Qué son los hidratos de carbono simples, alimentos y por qué no son tan adecuados

No todos los carbohidratos son iguales. Los carbohidratos simples son fundamentalmente azúcares. Y si bien es cierto que algunos ocurren naturalmente (como por ejemplo en los productos lácteos), la mayoría de los que consumimos en nuestra dieta se agregan a los alimentos.

Los hidratos de carbono se convierten en un macronutriente fundamental, y en una de las principales fuentes de energía para nuestro cuerpo. Es cierto que algunas dietas desalientan su consumo. Sin embargo, son esenciales para el organismo, y la clave -por ejemplo para la pérdida de peso o para disfrutar de una buena salud, en definitiva- no es evitarlos, sino encontrar cuáles son los carbohidratos más correctos. 

En este sentido, es bastante posible que en algún que otro momento hayas escuchado -o leído- que consumir carbohidratos complejos es muchísimo más adecuado que optar por carbohidratos simples. Pero prácticamente todas las etiquetas nutricionales no indican si el contenido de ese alimento en concreto tiene hidratos de carbono complejo o simple, por lo que comprender cómo se clasifican, y en particular qué son los carbohidratos simples, pueden ayudar positivamente a la hora de escogerlos mejor.

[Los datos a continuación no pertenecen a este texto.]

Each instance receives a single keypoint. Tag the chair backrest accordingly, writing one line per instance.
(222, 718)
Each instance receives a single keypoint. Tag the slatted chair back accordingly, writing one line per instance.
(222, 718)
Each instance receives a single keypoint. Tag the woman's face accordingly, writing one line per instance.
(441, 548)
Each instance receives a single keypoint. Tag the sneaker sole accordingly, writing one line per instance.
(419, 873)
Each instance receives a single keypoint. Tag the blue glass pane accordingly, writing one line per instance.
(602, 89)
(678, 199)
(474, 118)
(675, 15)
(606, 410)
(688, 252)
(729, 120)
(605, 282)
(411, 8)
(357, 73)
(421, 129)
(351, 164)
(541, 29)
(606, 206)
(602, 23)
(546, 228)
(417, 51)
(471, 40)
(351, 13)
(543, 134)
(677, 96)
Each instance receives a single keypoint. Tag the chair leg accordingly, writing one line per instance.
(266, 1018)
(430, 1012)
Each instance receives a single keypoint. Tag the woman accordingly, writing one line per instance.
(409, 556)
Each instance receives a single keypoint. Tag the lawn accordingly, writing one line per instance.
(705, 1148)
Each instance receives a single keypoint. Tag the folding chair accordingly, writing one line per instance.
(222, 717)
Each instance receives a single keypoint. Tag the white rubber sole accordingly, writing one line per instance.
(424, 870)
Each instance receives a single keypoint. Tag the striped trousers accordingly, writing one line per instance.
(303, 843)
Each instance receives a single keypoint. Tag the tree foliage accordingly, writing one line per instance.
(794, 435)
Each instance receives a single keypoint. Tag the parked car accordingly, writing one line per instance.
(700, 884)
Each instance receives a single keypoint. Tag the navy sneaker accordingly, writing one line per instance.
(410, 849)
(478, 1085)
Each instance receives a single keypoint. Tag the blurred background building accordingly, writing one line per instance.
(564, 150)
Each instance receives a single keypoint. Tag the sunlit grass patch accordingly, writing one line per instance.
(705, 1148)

¿Qué son los carbohidratos simples?

Independientemente de que nos encontremos ante un hidrato de carbono simple o un hidrato de carbono complejo, la realidad es que los carbohidratos son un nutriente fundamental para nuestro cuerpo, y que encontramos en una amplia diversidad de alimentos.

Son uno de los tres macronutrientes presentes en los alimentos, que proporcionan el combustible que nuestro cuerpo necesita para funcionar correctamente. Los otros dos son las grasas y las proteínas. 

Así, durante el proceso de la digestión, los tres se descomponen en los distintos elementos que el organismo posteriormente puede utilizar para obtener energía: mientras que los carbohidratos se descomponen en glucosa (azúcar), las proteínas se reducen a aminoácidos y las grasas en ácidos grasos, los cuales luego son almacenados para su uso futuro.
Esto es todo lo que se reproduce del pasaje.